Thermodynamic Properties for Function Fluids in Energy Utilization

The current energy structure gives priority to fossil fuels, in every aspect of life in all walks of life and production will produce large amounts of carbon dioxide emissions, to human life and health security serious threats and challenges. Against the backdrop of the "peak carbon emissions and carbon neutrality" strategy, energy scarcity and environmental pollution have become major bottlenecks hindering economic and social sustainable development. The development of advanced clean energy systems is a significant requirement for implementing energy conservation and emission reduction strategies and establishing a clean, low-carbon, secure, and efficient energy system. Multi-energy integration and complementary systems offer an effective approach to address energy scarcity and reduce carbon emissions.

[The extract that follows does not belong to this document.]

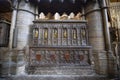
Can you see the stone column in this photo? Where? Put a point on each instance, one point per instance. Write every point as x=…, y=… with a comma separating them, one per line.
x=96, y=36
x=13, y=22
x=25, y=17
x=110, y=56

Multi-energy integration carbon reduction technology is one of the important ways to help different industries and different scenarios achieve carbon reduction. Through the form of multi-energy flow coupling, the mutual conversion process between different types and different qualities of energy, including electricity, heat, cold, hydrogen, etc. can be efficiently and flexibly adjusted, which can effectively improve the consumption rate of local renewable energy such as photovoltaic and wind power, and improve local energy utilization efficiency. Help the region achieve carbon reduction. As a critical physical carrier of the energy internet, these systems revolve around renewable energy generation as the core, integrating fossil energy resources with renewable energy, optimizing energy conversion processes, and enabling a combined supply of electricity, heat, and cooling at the end-user level. This integration ultimately facilitates the replacement of clean energy in various sectors such as transportation, the chemical industry, and metallurgy, thereby supporting global carbon neutrality efforts.

Currently, research on multi-energy integration and complementary carbon reduction technologies is in its early stages, and several key scientific issues need to be addressed. It is imperative to explore in-depth the methods of integrating and complementing new energy sources such as wind, solar, and hydro with traditional coal and natural gas fossil energy sources. We hope to further explore the mechanism and evolution path of multi-energy efficient integration, improve the efficiency of energy use, and improve the level of renewable energy consumption.

This topic includes but is not limited to the following aspects:
1) High energy consuming enterprises combine with desert and Gobi desert areas where new energy is abundant for on-site consumption;
2) The direction of transportation energy integration, such as port-ship-wind-photovoltaict-storage-hydrogen multi energy integration, vehicle-road-pile-wind-photovoltaic-storage-hydrogen multi energy integration;
3) The integrated self supply system of heat-electricity-gas-cold energy in industrial parks enhances the local consumption rate of green electricity;
4) Hydrogen bridge cranes and other hydrogen equipment use green hydrogen to replace traditional fuel to reduce carbon emissions;
5) Coupling new energy with industries such as coal chemical industry to reduce the use of coal;
6) Coupling new energy green electricity with the steel and non-ferrous metal industries to achieve carbon reduction in the smelting process;
7) Optimized management of building photovoltaict-storage-DC-flexible distribution energy to achieve carbon reduction.
8) Other carbon reduction directions.